On April 26th, 2016, the DFG research unit FOR 2240 hosted Dr. Bruce Ksander (center) from Massachusetts at the Department of Ophthalmology, University of Cologne. Dr. Ksander received his Ph.D. in Immunology from the University of Illinois while studying the immune response to herpes keratitis in the laboratory of Dr. Robert Hendricks at the Illinois Eye & Ear Infirmary. His postdoctoral fellowship was with Dr.
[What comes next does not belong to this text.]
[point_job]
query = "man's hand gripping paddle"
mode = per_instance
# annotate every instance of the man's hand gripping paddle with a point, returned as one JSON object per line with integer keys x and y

J Wayne Streilein at the University of Miami Medical School and the Bascom Palmer Eye Institute in Miami Florida where he studied the immune mechanisms that regulate ocular immune privilege to corneal allografts and intraocular tumors. He is currently an Associate Professor in the Department of Ophthalmology at Harvard Medical School and an Associate Scientist at the Schepens Eye Research Institute / Massachusetts Eye & Ear, and conducts research in three main areas: (i) understanding the function of inflammation in the Fas/FasL signaling pathway during the development of glaucoma, (ii) understanding the function of microglia and infiltrating macrophages in the development of age related macular degeneration, and (iii) restoration of the corneal epithelium using limbal stem cells. After meeting with a small group of scientists from the Dept. of Ophthalmology at the University of Cologne, including Chairman Univ.-Prof. Dr. C. Cursiefen (left), Speaker of the FOR 2240, Dr. Maria Notara (2nd from left), a scientist in the CorneaLab, affiliate of Project 1 of the FOR 2240 as well as Cologne coordinator of the EU consortium ARREST BLINDNESS, and Univ.-Prof. Dr. Ludwig Heindl (right), who together with Dr. Jacobus Bosch (2nd from right) from the University Hospital of Erlangen-Nuremberg are the principle investigators of FOR 2240 Project 4, Dr. Ksander gave a talk on the limbal stem cell gene ABCB5, claiming that normally functioning ABCB5 positive limbal stem cells are required for corneal development and repair. This gene is a new member of the ATP-binding cassette (ABC) superfamily of active transporters, and it is expressed by stem cells in both mouse and human limbus. Dr. Ksander has shown that knockout mice that lack ABCB5 did not develop a fully differentiated mature corneal epithelium.